Biografia

Dati biografici sul Dr. Carlos Luis Collado Martinez

San José 1919 – Casalecchio di Reno 1944

Nato da Carlos Collado ed Emilia Martinez il 19 settembre 1919 a San José di Costa Rica. Frequentò gli studi presso l’Università di Bologna e all’Istituto di Anatomia Patologica fu allievo fra i più preparati del prof. Armando Businco. Si laureò elaborando una ricerca su una consistente casistica di tumori cerebrali che gli valse, da parte della commissione di laurea, oltre al massimo dei voti e alla lode, la segnalazione per la stampa del testo. Dopo l’arresto del prof. Businco, il 27 agosto 1944 fu interrogato dalle brigate nere nella caserma di via Santa Chiara. Nei giorni seguenti si determinò ad entrare nella clandestinità collegandosi ad un gruppo della 63a brigata Bolero Garibaldi. Fu catturato e barbaramente impiccato e fucilato dai tedeschi, assieme ad altri 12 partigiani, nella piazzetta a lato del ponte ferroviario di Casalecchio di Reno il 10 ottobre 1944. Riconosciuto partigiano. (Nel marmo che, sul luogo dell’eccidio, è stato posto su un monumento eretto dopo la Liberazione, dei tredici patrioti trucidati solo sei sono identificati: oltre al Collado, Giacomino Dall’Oca, Mauro Emeri, Ubaldo Musolesi, Alberto Raimondi e Gino Zacchini; tre soldati dell’Unione Sovietica sono stati chiamati con soprannomi o pseudonomi: Marussa Filip Andrevis, Misera e Vassili, altri 4 sono indicati con i numeri 10,11,12 e 13. Un’agghiacciante serie di fotografie documenta l’assassinio anche dei 4 ignoti). Il suo nome è stato dato a una strada di Casalecchio di Reno

Brigata 63a Bolero Garibaldi.

La 63a brigata Garibaldi fu costituita nella primavera-estate 1944 quando furono accorpati numerosi nuclei armati che operavano nella zona ad ovest di Bologna, in pianura e in montagna.

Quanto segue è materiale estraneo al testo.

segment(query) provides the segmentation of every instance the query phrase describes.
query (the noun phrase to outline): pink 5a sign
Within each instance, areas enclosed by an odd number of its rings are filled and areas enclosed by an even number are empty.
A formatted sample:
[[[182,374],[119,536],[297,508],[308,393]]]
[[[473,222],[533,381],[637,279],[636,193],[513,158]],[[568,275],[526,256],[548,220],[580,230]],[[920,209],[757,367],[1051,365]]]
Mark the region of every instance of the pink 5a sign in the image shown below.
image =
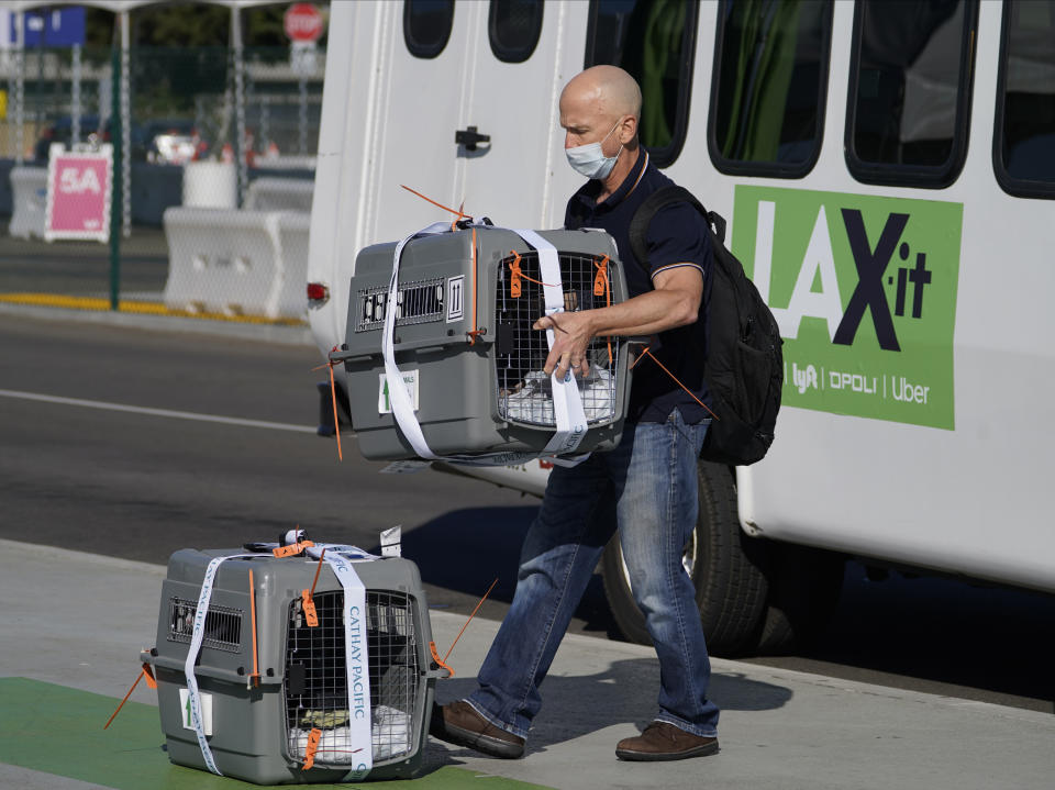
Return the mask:
[[[113,191],[113,147],[69,152],[53,145],[47,164],[45,241],[110,237],[110,196]]]

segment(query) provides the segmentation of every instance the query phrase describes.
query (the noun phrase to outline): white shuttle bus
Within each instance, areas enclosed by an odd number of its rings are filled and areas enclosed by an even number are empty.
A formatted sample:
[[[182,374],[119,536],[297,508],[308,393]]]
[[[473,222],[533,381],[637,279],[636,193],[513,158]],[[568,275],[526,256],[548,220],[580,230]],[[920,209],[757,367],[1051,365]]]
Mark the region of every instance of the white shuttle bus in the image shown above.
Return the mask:
[[[712,649],[808,636],[845,557],[1055,591],[1055,0],[331,10],[320,349],[344,341],[356,252],[449,219],[401,185],[560,226],[581,183],[560,90],[620,65],[642,85],[653,160],[729,221],[785,341],[769,455],[700,465],[685,564]],[[541,493],[546,474],[489,479]],[[617,621],[646,639],[622,567],[610,546]]]

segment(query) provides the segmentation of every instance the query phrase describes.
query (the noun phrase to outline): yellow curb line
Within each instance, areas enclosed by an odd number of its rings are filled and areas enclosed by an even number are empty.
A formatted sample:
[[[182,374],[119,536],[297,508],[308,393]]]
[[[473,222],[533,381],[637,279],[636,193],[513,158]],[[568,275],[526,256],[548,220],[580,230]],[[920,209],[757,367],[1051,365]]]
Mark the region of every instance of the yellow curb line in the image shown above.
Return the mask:
[[[58,293],[0,293],[0,302],[10,304],[32,304],[34,307],[65,308],[69,310],[110,311],[110,300],[98,297],[64,297]],[[243,324],[277,324],[280,326],[306,326],[307,321],[297,319],[268,319],[263,315],[227,315],[226,313],[190,312],[189,310],[169,310],[160,302],[141,302],[122,299],[118,311],[140,315],[168,315],[184,319],[208,319],[210,321],[231,321]]]

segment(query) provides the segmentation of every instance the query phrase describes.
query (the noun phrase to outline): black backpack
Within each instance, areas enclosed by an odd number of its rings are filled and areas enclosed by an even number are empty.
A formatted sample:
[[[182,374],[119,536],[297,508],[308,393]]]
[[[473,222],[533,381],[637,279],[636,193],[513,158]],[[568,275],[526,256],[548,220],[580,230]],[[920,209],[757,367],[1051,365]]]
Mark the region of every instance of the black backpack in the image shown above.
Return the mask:
[[[682,187],[664,187],[649,194],[630,223],[630,246],[648,271],[645,232],[656,212],[677,202],[692,204],[707,221],[714,251],[707,308],[708,353],[703,363],[715,419],[700,457],[746,466],[762,460],[773,444],[784,387],[784,341],[769,308],[744,267],[725,248],[725,220],[703,208]]]

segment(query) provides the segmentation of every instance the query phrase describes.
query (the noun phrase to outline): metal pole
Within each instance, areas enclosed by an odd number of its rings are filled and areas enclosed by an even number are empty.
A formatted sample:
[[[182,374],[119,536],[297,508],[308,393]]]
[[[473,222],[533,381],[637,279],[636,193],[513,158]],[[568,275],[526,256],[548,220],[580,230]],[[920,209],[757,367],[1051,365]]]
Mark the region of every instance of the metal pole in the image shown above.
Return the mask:
[[[267,105],[269,99],[267,96],[260,97],[260,144],[270,148],[271,146],[271,129],[270,129],[270,112]]]
[[[14,12],[14,160],[25,162],[25,14]]]
[[[129,12],[121,12],[121,229],[132,235],[132,112],[129,77]],[[116,308],[114,308],[116,309]]]
[[[113,170],[110,193],[110,309],[121,309],[121,214],[124,203],[124,119],[121,113],[121,52],[113,47],[110,54],[110,74],[113,89],[110,91],[113,109],[110,112],[113,124],[110,138],[113,141]]]
[[[74,44],[73,47],[74,74],[73,74],[73,108],[70,108],[70,130],[73,145],[80,142],[80,44]]]
[[[308,154],[308,78],[300,77],[300,112],[297,113],[297,145],[300,153]]]
[[[238,173],[238,207],[249,186],[249,168],[245,148],[245,64],[242,52],[242,16],[236,5],[231,7],[231,48],[234,56],[234,160]]]

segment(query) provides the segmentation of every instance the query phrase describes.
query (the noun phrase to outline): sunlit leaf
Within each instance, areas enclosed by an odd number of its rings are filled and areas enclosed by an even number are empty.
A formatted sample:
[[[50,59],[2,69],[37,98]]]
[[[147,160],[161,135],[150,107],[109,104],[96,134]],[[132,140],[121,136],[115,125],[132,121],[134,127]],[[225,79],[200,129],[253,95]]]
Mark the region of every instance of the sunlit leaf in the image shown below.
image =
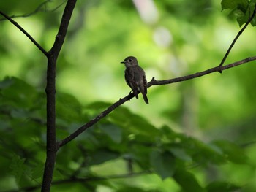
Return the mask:
[[[178,169],[173,175],[174,180],[184,192],[206,192],[198,183],[195,175],[184,169]]]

I nuclei più grossi erano quelli di Monte San Pietro guidato da Amleto Grazia “Marino” e Monaldo Calari “Enrico”. Comandante fu nominato Corrado Masetti “Bolero”. La brigata nell’autunno contava oltre 230 uomini, molti dei quali disertori dell’esercito tedesco o ex prigionieri sovietici.

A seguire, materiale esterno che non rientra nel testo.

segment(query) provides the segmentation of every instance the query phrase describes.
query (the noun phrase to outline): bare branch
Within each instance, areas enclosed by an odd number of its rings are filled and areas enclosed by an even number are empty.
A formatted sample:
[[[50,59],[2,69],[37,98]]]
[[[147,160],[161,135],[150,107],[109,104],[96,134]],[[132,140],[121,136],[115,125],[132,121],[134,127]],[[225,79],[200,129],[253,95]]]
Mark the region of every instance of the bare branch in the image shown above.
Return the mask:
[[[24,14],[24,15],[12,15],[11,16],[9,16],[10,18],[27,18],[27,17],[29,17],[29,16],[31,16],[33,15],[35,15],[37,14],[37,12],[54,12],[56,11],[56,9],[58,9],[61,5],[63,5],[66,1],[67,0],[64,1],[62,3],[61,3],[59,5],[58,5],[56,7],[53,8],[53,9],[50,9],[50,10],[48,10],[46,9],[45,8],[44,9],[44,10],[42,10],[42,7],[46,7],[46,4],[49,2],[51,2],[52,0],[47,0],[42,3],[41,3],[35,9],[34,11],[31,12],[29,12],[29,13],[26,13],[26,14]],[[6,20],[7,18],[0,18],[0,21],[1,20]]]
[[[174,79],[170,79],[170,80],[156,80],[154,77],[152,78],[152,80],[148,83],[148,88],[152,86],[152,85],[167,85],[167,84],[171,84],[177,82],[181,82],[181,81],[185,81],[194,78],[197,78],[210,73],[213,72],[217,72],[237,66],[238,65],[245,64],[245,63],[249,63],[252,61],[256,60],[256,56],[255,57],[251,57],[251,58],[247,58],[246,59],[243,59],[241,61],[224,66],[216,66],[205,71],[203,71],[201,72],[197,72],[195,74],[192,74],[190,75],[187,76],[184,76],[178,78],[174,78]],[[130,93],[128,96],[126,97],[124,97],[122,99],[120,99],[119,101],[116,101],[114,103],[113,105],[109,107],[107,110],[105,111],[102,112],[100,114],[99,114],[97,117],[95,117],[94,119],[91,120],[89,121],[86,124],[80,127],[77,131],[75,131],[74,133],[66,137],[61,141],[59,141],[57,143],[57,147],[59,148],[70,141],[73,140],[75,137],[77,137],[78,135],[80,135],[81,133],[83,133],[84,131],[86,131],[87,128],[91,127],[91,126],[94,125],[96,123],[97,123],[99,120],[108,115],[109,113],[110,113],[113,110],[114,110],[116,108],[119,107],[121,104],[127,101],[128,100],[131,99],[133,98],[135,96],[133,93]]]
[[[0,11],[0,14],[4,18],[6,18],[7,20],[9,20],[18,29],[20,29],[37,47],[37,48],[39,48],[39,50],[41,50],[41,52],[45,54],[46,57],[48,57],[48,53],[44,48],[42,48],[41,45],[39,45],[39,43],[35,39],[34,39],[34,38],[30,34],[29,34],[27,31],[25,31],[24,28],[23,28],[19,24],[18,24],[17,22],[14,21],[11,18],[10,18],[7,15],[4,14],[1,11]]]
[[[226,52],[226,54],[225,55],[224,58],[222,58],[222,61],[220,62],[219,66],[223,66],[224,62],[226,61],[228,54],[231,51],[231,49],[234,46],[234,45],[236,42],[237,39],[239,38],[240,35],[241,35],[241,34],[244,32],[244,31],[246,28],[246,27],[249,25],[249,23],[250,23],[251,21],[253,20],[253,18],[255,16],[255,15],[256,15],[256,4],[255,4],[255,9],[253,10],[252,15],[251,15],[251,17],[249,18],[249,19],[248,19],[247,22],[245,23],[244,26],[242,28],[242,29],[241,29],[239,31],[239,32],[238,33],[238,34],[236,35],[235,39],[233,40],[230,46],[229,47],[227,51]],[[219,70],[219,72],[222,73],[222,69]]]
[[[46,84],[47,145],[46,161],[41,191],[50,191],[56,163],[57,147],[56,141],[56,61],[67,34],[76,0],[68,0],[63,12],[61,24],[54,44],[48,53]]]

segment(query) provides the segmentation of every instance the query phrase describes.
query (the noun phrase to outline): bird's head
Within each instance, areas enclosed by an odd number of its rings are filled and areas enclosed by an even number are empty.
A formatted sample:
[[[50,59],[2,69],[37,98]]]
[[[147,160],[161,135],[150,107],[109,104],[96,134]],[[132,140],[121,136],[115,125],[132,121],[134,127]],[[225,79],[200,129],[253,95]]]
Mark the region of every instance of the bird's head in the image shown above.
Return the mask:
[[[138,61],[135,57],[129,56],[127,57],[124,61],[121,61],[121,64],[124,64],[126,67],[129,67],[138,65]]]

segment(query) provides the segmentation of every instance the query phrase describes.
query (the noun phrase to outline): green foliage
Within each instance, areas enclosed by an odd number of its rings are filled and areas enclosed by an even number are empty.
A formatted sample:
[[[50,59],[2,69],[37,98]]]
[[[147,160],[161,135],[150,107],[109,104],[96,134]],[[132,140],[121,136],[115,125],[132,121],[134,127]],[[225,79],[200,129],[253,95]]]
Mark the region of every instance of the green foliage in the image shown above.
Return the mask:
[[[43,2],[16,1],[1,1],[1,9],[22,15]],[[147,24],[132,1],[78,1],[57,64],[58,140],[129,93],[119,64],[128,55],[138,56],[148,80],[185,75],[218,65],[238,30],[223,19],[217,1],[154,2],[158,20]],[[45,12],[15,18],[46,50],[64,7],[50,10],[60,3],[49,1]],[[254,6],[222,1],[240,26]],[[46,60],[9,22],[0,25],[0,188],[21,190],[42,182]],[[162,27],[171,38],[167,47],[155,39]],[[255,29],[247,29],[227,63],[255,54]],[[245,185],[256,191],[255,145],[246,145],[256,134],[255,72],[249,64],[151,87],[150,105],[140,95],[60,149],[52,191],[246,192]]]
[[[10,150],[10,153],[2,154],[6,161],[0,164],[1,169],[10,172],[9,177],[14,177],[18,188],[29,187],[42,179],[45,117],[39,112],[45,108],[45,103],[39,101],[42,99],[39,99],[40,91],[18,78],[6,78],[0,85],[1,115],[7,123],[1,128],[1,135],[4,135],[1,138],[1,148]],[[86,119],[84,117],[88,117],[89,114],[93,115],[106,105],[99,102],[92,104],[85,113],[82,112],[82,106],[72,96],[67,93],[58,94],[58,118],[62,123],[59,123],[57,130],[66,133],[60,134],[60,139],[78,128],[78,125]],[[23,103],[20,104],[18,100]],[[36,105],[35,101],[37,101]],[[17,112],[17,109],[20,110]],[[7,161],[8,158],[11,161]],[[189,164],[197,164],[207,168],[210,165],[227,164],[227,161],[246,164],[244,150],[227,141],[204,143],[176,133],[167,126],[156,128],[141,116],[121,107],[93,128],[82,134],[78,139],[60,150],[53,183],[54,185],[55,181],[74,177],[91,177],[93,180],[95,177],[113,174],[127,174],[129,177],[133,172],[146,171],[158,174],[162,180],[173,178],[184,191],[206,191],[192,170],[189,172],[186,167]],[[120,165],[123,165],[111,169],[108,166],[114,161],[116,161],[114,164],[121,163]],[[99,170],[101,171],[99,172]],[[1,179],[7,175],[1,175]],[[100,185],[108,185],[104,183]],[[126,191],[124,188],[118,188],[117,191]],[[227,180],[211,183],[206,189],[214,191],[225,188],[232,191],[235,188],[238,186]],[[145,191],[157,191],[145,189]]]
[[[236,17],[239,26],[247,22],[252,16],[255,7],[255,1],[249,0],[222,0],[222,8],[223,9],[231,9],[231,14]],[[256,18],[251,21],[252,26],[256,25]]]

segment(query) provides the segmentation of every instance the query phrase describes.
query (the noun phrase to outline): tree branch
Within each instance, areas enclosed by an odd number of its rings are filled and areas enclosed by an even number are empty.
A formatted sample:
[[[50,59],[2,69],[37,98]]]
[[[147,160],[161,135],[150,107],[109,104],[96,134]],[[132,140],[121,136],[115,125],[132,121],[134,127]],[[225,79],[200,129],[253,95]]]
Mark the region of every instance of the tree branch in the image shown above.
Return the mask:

Ai primi d’ottobre la brigata fu attaccata da ingenti forze tedesche a Rasiglio (Sasso Marconi), perché occupava un’importante posizione strategica alle spalle della linea del fronte. Lo scontro durò più giorni, con gravi perdite partigiane, sia in caduti sia in prigionieri, 13 dei quali furono trasferiti a Casalecchio di Reno e trucidati nei pressi del ponte della ferrovia.

Verso la fine d’ottobre, quando alla brigata giunse l’ordine di convergere su Bologna, per prendere parte a quella che si riteneva l’imminente insurrezione, fu deciso di inviare in città il distaccamento del Comando, forte di una ventina d’uomini, al comando di Masetti e Calari. Dopo essersi aperto la strada combattendo, il gruppo non poté attraversare il fiume Reno in piena e a Casteldebole fu attaccato e distrutto dalle SS tedesche.

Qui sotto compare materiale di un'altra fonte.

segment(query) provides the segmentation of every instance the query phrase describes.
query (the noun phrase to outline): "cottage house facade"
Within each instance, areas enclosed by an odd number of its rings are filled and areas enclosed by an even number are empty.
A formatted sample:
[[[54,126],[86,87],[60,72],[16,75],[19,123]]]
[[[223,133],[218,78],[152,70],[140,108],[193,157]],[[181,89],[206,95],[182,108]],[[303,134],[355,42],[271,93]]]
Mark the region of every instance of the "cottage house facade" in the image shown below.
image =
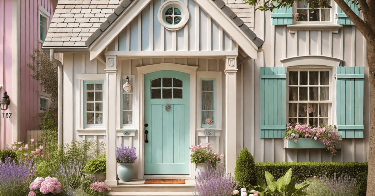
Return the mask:
[[[257,162],[367,161],[362,35],[333,16],[294,24],[292,8],[240,1],[59,1],[43,48],[64,53],[61,142],[105,142],[114,185],[122,144],[137,149],[138,179],[194,178],[200,143],[232,174],[244,147]],[[291,148],[290,121],[342,126],[341,150]]]
[[[27,64],[34,49],[42,48],[57,4],[57,0],[0,3],[0,93],[2,98],[6,92],[10,101],[1,111],[0,149],[40,136],[38,115],[48,111],[50,99],[31,77]]]

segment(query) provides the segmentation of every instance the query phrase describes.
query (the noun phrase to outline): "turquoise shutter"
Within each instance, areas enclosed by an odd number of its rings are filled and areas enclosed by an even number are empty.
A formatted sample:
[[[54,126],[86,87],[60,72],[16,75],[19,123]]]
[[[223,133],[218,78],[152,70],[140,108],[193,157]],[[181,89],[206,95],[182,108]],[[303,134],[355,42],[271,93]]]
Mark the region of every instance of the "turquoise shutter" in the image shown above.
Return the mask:
[[[282,138],[286,124],[285,68],[260,68],[260,138]]]
[[[338,130],[343,138],[363,138],[363,67],[336,69]]]
[[[344,0],[344,1],[346,2],[348,5],[349,6],[356,14],[357,15],[359,14],[358,6],[356,6],[355,3],[352,3],[351,0]],[[339,6],[337,6],[337,24],[354,24]]]
[[[293,7],[273,9],[271,14],[272,25],[293,24]]]

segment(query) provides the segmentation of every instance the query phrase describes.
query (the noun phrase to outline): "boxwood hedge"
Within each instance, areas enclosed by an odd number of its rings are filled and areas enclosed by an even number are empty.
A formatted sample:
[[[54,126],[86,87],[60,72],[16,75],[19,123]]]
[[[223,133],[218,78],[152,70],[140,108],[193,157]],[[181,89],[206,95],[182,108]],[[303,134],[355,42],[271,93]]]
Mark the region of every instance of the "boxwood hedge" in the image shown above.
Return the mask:
[[[327,172],[328,177],[333,177],[334,173],[340,175],[345,174],[356,178],[357,184],[361,189],[360,195],[366,195],[367,185],[367,163],[344,163],[314,162],[302,163],[257,163],[258,179],[265,180],[265,172],[271,173],[275,179],[282,177],[289,168],[292,168],[292,176],[295,177],[296,182],[302,183],[306,178],[314,176],[323,177]]]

Nell’inverno la brigata fu ricostituita con la nuova denominazione di 3a brigata Nino Nannetti. Renato Capelli “Leo” fu nominato comandante, Raffaele Vecchietti “Gianni” commissario politico e Adelfo Maccaferri “Brunello” e Bruno Corticelli vice comandanti. Dopo l’arresto di Capelli, in marzo il comando fu assunto da Beltrando Pancaldi “Ran”.

La brigata – che ai primi d’aprile assunse il nome di 63a brigata Bolero Garibaldi – era organizzata su sei battaglioni intestati a caduti: Nello Zini a Bazzano; Gastone Sozzi a Monteveglio; Angelo Artioli a Calderara di Reno; Umberto Armaroli a Sala Bolognese; Antonio Marzocchi ad Anzola Emilia, San Giovanni in Persiceto, Sant’Agata Bolognese e Crevalcore e Monaldo Calari a Monte San Pietro.
La brigata ebbe 1.548 partigiani e 706 patrioti. Era inquadrata nella divisione Bologna montagna “Lupo”. I caduti furono 242 e i feriti 69.